WASHINGTON, D.C. — Pressure from advocacy groups grows as Senate rules make it harder for Democrats to keep their promise of sweeping immigration reform in a massive spending bill the party spent months crafting.

What You Need To Know

  • $100 Billion earmarked for immigration reform was included in Pres. Joe Biden's Build Back Better framework
  • No specific immigration-related proposals are detailed in the framework yet as Democrats await the ruling from the Senate parliamentarian on what can be included in the reconciliation process
  • Advocates are demanding Democrats overrule the parliamentarian if she excludes proposals that would address pathways to citizenship for undocumented immigrants in the US

Moments after Pres. Joe Biden announced a deal had been reached on a framework for his sweeping domestic agenda to help families and the environment, Wisconsin-based immigration advocacy group Voces de la Frontera rallied outside of Sen. Tammy Baldwin, D-Wis. office in Milwaukee demanding more.

“This is really the end of the line for the Democratic Party in terms of chances to deliver on the promise of immigration reform,” Christine Neumann-Ortiz, executive director of Voces de la Frontera.

Included in Biden’s $1.85 Trillion Build Back Better framework, $100 Billion to “improve and reform our broken immigration system consistent with the Senate’s reconciliation rules.” What that means policy-wise still hasn’t been spelled out.

“I know that we have now taken three different approaches to try to include provisions to create greater opportunities for immigrants,” said Sen. Baldwin. “And we're determined to do everything we can to use the Build Back Better Budget to do so.”

Biden wants to use a process known as “reconciliation” to pass the broad agenda. It allows legislation to be approved by a simple majority, sidestepping a filibuster. But there are rules enforced by the Senate parliamentarian about what can be in the bill. 

“They have to worry about the reconciliation rules and how the parliamentarian’s going to rule about what can be included, how those are offset and how you fiscally count for incoming dollars versus outgoing expenditures,” said Dr. Casey Burgat, Legislative Affairs program director at George Washington University.

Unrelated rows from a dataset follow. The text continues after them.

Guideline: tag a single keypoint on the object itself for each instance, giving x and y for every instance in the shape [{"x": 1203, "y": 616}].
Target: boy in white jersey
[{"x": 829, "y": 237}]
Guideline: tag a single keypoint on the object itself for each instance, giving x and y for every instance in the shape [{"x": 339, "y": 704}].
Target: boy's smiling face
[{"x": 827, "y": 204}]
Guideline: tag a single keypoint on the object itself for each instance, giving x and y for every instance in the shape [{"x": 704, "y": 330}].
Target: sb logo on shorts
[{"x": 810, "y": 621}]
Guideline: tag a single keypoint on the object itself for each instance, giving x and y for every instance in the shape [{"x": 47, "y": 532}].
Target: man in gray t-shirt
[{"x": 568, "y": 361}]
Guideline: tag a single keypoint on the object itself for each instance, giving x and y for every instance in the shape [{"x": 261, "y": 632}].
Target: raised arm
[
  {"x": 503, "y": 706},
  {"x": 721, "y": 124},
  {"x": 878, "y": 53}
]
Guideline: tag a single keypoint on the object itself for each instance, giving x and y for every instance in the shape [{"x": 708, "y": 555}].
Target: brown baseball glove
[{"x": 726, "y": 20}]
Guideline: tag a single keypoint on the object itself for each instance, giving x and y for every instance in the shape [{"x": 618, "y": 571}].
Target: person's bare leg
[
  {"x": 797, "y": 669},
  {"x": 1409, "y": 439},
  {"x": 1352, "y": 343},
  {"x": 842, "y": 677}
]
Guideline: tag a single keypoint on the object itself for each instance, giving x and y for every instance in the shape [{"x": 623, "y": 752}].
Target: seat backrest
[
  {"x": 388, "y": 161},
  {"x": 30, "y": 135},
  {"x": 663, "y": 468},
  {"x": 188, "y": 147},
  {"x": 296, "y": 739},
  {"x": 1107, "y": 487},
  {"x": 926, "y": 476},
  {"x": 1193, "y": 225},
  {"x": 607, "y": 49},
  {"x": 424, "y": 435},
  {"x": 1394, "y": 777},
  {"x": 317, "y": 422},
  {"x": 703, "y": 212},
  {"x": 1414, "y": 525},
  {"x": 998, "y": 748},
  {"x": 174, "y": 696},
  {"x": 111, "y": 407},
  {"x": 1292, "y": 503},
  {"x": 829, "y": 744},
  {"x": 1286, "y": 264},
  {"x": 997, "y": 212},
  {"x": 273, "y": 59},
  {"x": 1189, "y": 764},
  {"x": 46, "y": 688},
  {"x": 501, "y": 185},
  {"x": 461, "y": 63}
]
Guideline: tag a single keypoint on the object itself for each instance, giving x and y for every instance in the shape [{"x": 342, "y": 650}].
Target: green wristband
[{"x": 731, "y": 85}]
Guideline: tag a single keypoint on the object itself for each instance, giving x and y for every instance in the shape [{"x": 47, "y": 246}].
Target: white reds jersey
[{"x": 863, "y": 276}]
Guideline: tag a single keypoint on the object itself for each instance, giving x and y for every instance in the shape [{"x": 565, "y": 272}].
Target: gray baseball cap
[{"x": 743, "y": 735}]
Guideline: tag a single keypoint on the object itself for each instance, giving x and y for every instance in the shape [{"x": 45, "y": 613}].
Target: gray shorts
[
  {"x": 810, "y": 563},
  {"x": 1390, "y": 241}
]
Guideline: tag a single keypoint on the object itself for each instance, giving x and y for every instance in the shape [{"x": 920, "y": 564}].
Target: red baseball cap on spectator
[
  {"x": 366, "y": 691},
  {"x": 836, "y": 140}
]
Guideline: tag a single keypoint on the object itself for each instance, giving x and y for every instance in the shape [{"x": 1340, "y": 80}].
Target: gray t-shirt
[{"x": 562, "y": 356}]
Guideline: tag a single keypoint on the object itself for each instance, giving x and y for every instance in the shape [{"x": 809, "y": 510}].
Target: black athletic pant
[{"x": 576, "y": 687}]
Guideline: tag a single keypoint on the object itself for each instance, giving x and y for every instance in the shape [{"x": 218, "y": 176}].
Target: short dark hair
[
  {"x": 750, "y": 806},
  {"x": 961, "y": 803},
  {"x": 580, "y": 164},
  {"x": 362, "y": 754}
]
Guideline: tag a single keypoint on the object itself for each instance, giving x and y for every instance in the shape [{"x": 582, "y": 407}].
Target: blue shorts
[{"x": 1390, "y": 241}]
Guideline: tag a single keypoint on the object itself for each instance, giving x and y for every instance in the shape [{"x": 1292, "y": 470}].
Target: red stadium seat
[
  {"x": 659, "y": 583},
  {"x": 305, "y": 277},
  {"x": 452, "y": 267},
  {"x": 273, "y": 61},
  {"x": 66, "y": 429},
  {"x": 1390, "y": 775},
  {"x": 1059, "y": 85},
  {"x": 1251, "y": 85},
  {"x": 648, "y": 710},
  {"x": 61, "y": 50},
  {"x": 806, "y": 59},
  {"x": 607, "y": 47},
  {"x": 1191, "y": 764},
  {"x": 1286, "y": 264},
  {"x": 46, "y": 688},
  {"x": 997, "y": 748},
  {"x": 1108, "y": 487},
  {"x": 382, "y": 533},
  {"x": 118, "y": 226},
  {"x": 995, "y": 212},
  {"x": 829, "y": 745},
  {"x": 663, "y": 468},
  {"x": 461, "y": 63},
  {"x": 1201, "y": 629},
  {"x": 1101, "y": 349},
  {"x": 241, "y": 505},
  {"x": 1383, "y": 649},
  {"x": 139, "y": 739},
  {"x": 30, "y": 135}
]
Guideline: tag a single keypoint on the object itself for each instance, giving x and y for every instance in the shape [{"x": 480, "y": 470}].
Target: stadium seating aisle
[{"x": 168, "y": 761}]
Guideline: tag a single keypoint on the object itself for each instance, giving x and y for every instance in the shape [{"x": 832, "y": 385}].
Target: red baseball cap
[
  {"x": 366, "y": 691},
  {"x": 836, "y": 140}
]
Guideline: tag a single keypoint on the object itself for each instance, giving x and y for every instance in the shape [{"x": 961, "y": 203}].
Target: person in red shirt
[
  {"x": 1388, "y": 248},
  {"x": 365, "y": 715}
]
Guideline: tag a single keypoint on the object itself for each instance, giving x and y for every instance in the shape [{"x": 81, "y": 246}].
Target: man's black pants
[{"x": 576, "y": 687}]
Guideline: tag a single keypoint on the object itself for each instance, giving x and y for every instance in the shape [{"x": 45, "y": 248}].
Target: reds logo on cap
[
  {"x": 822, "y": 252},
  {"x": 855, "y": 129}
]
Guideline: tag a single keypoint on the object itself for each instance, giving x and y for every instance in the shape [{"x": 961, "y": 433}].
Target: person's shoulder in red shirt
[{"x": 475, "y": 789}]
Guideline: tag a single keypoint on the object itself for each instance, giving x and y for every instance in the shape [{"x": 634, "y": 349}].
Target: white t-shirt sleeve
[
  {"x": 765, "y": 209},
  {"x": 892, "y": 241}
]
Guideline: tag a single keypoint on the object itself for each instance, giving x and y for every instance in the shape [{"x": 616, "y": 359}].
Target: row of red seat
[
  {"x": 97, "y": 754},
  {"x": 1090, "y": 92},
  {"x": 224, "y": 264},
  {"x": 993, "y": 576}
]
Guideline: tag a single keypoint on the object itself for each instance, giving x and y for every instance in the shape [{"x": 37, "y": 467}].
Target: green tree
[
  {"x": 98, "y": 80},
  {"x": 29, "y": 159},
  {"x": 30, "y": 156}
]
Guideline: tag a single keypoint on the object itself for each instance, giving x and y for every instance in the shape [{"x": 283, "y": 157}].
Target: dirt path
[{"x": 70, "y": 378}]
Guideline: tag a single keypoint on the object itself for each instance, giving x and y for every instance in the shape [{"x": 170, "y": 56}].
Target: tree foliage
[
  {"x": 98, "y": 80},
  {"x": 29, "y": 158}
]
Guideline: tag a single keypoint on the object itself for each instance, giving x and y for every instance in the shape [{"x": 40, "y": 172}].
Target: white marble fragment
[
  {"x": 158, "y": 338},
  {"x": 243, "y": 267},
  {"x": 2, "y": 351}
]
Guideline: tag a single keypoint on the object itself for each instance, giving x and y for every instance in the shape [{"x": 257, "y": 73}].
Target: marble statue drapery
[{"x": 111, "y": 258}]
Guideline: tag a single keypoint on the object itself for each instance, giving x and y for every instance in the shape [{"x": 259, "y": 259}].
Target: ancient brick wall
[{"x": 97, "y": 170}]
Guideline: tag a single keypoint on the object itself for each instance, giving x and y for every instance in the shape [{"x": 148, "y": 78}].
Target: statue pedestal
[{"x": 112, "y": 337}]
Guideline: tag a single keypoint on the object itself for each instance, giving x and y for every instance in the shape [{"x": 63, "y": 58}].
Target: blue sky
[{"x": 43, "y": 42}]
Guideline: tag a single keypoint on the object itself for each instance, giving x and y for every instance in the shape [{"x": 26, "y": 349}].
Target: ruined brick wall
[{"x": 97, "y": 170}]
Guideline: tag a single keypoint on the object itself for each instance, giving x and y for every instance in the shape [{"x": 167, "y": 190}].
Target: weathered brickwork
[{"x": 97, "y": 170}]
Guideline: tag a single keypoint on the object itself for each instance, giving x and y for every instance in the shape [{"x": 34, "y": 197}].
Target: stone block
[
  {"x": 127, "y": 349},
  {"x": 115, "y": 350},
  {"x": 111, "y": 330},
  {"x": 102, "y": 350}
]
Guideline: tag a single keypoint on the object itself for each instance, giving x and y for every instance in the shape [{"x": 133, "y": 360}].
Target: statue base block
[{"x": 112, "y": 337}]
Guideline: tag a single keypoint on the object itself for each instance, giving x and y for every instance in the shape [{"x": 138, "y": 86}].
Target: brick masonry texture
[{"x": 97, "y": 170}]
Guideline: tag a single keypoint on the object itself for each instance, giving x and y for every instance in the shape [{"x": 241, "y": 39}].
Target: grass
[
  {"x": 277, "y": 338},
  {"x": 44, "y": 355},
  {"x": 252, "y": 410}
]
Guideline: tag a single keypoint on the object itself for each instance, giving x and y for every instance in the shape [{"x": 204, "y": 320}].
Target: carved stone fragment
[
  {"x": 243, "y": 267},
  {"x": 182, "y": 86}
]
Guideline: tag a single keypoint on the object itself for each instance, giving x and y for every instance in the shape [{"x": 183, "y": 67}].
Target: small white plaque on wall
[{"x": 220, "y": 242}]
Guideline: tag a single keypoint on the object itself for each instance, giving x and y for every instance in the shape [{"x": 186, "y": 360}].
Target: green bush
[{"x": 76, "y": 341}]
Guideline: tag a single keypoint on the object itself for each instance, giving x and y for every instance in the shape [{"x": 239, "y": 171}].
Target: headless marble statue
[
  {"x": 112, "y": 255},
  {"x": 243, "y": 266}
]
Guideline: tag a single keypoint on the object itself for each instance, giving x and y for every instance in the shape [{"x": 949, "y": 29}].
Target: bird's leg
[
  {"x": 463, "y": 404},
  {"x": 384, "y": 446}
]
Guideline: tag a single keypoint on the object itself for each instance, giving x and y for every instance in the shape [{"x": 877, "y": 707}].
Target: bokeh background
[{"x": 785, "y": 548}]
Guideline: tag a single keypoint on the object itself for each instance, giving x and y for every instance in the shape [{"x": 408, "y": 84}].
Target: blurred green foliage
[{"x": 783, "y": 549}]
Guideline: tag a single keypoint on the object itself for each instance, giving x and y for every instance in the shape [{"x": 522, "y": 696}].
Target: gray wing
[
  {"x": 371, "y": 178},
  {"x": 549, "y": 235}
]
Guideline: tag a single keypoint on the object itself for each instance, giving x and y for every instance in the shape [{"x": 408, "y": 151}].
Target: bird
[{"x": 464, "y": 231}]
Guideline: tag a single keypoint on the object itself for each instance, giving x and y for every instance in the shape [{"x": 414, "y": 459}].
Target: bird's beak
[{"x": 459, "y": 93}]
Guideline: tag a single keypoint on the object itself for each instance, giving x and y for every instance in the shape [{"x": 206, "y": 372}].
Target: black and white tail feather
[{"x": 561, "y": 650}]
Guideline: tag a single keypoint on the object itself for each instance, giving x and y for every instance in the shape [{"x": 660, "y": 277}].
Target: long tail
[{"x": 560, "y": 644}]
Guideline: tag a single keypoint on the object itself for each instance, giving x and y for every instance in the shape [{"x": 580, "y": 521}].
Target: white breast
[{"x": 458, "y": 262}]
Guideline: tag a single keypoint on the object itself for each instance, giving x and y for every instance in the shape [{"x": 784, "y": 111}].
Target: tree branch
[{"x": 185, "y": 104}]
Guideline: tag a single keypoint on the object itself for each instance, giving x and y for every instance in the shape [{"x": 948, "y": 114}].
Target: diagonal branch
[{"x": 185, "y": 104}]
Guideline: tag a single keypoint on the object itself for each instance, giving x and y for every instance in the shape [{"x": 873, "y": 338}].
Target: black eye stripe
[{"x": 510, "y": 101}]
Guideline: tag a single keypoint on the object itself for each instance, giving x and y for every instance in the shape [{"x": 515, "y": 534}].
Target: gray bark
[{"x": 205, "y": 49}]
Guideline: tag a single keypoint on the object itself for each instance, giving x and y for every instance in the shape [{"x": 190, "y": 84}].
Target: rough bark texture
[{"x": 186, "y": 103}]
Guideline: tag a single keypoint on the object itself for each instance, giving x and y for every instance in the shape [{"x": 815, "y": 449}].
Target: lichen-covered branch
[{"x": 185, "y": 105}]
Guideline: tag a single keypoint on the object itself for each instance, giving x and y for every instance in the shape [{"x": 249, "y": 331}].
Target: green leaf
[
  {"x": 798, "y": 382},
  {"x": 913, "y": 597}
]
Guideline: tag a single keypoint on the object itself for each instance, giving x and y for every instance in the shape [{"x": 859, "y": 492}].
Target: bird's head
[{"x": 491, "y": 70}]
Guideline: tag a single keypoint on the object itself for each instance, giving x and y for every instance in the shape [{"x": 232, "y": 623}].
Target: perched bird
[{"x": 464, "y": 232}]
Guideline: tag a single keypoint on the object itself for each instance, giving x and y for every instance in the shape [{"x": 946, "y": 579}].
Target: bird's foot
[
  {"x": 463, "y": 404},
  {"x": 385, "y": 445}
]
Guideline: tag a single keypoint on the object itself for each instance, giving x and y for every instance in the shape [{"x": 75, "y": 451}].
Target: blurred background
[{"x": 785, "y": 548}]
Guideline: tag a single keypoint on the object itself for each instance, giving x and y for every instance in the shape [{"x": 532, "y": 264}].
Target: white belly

It is unclear if the parliamentarian will allow immigration reform to be included.

“There's a longstanding history of deferring to the ruling of the parliamentarian,” said Burgat. “But that, just like a lot of things within the Senate, is a tradition. That's a custom. That’s a norm. And it's definitely not a binding ruling no matter what she rules on — on any piece of legislation, immigration included.”

Neumann-Ortiz said her organization spoke with Sen. Baldwin after the rally. She asked the senator to commit to disregarding the parliamentarian’s ruling if it doesn’t allow for a pathway to citizenship proposal to be included in the framework.

“If the parliamentarian comes back and said we can't even do some kind of temporary work status, then that's like, you have a tea kettle on the stove and you've just now turned up the heat,” she said.  “Without a doubt, that’s the sentiment that's out there.”

But it’s unlikely Democrats will have the numbers to buck this norm considering there are at least two within the party who still have concerns about the massive legislative package.

“I think it is an indictment of the larger Democratic Party if we don't see stronger leadership from the top to champion what the majority of people support across this country,” said Neumann-Ortiz.

It’s still unclear what immigration provisions will be included but experts believe the parliamentarian will limit any that involve major policy changes.